Let's draw a heat map to represent the correlation matrix of cars93 data.
9. Violin frame
- Los diagramas de violín son similares a los box plotsBox Diagrams, Also known as box and whisker diagrams, are statistical tools that represent the distribution of a dataset. These diagrams show the median, quartiles and outliers, allowing data variability and symmetry to be visualized. They are useful in comparison between different groups and in exploratory analysis, making it easier to identify trends and patterns in the data...., except they also show the probability density of the data at different values. In other words, the fiddle diagramThe violin diagram is a graphical representation that combines features of a boxplot and a density graph. Used to visualize the distribution of a dataset, showing both the median and variability through their shape, that resembles a violin. This type of graph is very useful in statistical analysis, ya que permite comparar múltiples distribuciones de forma clara y efectiva.... es una combinación de diagrama de caja y diagrama de densidad.
- Wider sections of the violin plot indicate a higher probability, while narrow sections indicate a lower probability.
The violin plot of the Price The function is shown below.
In the same way, we can customize it using Plotly to display the table and all data points.
10. Word cloud
- Word Cloud is a visualization technique to represent the frequency of words within a given text segment.

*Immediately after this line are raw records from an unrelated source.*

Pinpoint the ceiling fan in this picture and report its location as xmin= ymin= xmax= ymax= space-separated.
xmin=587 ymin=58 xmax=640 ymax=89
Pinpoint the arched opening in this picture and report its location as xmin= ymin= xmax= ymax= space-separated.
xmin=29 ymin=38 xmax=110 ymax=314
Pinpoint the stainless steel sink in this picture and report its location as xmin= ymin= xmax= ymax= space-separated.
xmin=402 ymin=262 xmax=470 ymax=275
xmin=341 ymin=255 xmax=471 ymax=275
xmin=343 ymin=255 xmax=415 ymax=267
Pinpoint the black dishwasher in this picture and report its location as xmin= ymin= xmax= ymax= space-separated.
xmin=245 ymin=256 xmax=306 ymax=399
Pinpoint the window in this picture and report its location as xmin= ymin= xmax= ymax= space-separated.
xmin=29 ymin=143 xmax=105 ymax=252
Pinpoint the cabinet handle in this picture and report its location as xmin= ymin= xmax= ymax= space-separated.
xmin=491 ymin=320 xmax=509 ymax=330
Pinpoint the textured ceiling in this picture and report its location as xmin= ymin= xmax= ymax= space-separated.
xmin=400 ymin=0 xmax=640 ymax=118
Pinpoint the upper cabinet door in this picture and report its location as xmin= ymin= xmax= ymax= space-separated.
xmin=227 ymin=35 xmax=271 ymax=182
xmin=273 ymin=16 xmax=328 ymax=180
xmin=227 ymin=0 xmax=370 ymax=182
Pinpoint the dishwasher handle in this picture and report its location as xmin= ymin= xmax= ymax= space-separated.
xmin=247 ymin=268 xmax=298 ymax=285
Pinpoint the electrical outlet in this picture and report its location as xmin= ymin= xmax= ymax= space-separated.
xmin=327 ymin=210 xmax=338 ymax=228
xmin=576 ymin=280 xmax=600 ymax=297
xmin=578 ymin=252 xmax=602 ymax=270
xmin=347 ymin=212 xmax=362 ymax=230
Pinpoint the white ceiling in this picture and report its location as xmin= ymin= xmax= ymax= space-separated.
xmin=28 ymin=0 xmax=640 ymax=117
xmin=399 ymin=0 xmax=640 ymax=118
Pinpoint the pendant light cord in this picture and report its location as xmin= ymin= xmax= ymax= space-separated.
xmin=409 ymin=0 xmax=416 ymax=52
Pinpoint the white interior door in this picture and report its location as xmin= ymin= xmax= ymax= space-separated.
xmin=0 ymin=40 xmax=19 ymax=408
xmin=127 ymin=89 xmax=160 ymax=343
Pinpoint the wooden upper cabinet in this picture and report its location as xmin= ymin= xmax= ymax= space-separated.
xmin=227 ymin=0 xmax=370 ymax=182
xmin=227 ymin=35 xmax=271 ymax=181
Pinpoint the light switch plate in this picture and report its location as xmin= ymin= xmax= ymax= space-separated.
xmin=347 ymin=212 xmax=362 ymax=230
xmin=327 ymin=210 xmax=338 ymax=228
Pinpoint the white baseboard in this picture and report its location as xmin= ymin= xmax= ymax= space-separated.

- The size of a word indicates how often it appears in the text. The bigger the size, the greater the importance (frequency), while the smaller the size, less will be the importance (frequency).
- Word clouds are often used to represent the frequency of words in text documents., reports, website data, public speeches, etc.
Word cloud of a chosen one text document it is as shown below.
Final notes
In this article, we discuss different types of graphics / graphics using Plotly and Python. Plotly highly recommended for creating interactive visualizations.
The media shown in this article is not the property of DataPeaker and is used at the author's discretion.